How Thinking Changes with Aging – Episode 172
April 30, 2019
This is another 4 part series of the Rock Your Retirement show. Today’s guest host, Janet Rich Pittman is an expert on memory. So if you want to find a way to slow your brain's aging process, then you're going to love this episode. In the first of these four series, we will be discussing how thinking changes with aging. This came from the article on “How the Aging Brain Affects Thinking” of the National Institute of Aging.
Brain aging is inevitable to some extent, but not uniform; it affects everyone, or every brain, differently. Slowing down brain aging or stopping it altogether would be the ultimate elixir to achieve eternal youth. From remembering to planning, organizing and decision making, the brain is in control. As people age, though, cognitive changes typically occur; fortunately, they can be positive as well as negative.
Normal Brain Aging
As you age, there are a couple of things that are kind of normal or common: Increase difficulty in finding words and recalling names, more problems with multitasking, and paying attention as sharply as you once did. So it's difficult to hone in and concentrate.
Older individuals often become anxious about memory slips due to the link between impaired memory and Alzheimer's disease. However, Alzheimer's and other dementias are not a part of the normal aging process.
Common Changes with Aging
* Difficulty learning something new.
* Recalling names and things.
* Remembering Appointments
On the plus side, people can typically continue to learn new things, including but not limited to vocabulary and other language skills, and to create new memories. Growing amounts of evidence are showing that people can, overall, continue to adapt to new tasks and challenges as they age.
The Three Main Brain Cells
* Synapse – connect neurons to each other for conscious and subconscious communication.
* Glial cells – Are our maids of the brain, their our police, our traffic cops. They take care of business. They give us direction, focus, and they redirect and direct. When certain regions of our brain are not communicating. Our thought can't go forward because we got some weak cells in the front.
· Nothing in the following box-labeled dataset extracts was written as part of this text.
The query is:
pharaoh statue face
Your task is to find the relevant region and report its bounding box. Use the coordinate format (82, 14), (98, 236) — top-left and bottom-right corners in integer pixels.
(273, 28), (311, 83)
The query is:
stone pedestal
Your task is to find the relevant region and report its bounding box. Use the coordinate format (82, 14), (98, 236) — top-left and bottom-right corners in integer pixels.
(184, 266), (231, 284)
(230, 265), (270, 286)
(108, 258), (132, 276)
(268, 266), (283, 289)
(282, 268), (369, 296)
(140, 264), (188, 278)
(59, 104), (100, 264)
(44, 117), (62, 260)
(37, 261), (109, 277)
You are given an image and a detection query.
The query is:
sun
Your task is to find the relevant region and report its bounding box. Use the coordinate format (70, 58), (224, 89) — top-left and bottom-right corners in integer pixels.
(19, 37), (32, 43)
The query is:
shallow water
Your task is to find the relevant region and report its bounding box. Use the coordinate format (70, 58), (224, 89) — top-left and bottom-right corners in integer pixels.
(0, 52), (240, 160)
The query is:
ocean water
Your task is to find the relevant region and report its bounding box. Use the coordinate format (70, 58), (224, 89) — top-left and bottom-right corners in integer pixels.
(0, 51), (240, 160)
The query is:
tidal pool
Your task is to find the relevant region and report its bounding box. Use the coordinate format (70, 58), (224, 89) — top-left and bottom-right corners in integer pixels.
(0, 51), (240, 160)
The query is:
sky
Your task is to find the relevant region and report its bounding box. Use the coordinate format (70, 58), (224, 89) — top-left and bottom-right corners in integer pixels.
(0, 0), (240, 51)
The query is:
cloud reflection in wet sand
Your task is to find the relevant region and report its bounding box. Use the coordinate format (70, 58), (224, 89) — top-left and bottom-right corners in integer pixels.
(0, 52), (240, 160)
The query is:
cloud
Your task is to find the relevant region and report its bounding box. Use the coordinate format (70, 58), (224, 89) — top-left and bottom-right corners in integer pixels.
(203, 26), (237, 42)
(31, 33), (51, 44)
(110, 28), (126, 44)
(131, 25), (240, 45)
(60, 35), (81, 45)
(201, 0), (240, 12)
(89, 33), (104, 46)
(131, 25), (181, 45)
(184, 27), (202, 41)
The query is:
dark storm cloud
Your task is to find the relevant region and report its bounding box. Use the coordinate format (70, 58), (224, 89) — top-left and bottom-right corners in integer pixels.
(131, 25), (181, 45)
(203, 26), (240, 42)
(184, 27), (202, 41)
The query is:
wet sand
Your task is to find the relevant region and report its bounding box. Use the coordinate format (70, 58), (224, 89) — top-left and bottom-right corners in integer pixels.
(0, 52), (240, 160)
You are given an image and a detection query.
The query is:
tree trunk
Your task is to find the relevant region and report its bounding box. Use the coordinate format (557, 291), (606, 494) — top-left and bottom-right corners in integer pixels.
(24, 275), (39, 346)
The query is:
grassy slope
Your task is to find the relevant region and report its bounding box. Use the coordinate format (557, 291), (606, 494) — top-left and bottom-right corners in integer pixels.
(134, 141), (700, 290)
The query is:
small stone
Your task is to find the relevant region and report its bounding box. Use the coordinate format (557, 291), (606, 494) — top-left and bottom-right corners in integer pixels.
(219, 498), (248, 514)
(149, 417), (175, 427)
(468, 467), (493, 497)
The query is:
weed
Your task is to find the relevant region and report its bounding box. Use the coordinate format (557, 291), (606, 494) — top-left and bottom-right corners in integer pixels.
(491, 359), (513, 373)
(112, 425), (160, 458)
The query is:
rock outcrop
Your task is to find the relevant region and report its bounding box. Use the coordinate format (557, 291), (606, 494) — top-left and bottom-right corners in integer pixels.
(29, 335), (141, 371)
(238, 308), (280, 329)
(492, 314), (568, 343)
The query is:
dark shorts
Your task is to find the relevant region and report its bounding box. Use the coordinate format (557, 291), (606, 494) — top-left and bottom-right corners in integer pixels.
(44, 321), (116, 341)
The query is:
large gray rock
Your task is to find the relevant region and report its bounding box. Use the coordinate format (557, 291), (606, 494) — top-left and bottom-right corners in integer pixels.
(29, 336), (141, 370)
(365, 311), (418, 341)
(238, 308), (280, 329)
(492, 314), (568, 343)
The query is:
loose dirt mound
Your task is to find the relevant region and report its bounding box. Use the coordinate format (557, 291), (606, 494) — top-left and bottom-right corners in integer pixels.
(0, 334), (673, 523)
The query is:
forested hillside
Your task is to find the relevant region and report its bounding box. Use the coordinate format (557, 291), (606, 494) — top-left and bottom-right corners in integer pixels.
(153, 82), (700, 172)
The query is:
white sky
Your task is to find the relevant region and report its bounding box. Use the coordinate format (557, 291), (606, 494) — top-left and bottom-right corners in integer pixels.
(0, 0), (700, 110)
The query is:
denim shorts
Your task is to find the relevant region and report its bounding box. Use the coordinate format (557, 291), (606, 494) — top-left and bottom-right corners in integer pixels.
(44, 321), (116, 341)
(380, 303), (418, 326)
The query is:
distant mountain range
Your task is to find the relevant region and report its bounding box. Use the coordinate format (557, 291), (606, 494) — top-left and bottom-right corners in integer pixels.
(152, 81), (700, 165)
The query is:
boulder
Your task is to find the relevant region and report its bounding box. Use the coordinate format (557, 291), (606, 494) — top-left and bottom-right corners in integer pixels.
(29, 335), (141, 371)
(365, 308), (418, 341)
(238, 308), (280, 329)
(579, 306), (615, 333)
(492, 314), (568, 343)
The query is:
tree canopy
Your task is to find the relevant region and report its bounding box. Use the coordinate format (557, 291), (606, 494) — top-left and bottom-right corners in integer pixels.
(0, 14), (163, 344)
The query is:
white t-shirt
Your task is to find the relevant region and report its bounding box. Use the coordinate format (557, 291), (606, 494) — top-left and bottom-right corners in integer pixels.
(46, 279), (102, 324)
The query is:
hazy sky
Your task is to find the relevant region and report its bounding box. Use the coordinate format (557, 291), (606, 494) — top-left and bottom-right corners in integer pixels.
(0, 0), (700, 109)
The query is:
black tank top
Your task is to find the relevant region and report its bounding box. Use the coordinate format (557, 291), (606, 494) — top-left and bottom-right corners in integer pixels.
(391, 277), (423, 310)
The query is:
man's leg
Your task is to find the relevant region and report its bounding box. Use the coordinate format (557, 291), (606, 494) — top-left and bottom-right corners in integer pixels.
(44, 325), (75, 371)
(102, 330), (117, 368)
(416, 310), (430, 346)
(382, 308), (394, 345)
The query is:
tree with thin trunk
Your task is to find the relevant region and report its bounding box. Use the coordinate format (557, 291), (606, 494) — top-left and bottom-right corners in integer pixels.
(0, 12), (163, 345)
* Neurons – Is the basic working unit of the brain, a specialized cell designed to transmit information to other nerve cells, muscle, or gland cells. Neurons are cells within the nervous system that transmit information to other nerve cells, muscle, or gland cells.
Certain Parts of the Brain Shrink
With the changes in aging our brains shrink because we're not feeding it correctly. This is because we just don't use our muscles enough. The older we get we don't use it enough, we don't have that challenge that that helps us combat brain degeneration. The thing is that we should produce that strong, healthy brain cells so that we could fight that degeneration.
The changes that go into your brain is inflammation. Inflammation causes all kinds of problems not just with your brain but the rest of your body too. Over the years when we eat bad, don't get any exercise, and when we are not really using our brains to learn new things.
Protecting Your Cognitive Health
We don't really remember names because we don't actually put it in the file cabinet of our brain cells. Because we weren't really listening. We were thinking about what was going on in the room. And we didn't have an emotional attachment to that name and we didn't force ourselves to remember it.
People with more education seem to have more cognitive reserve than others. Dementia is different than normal aging.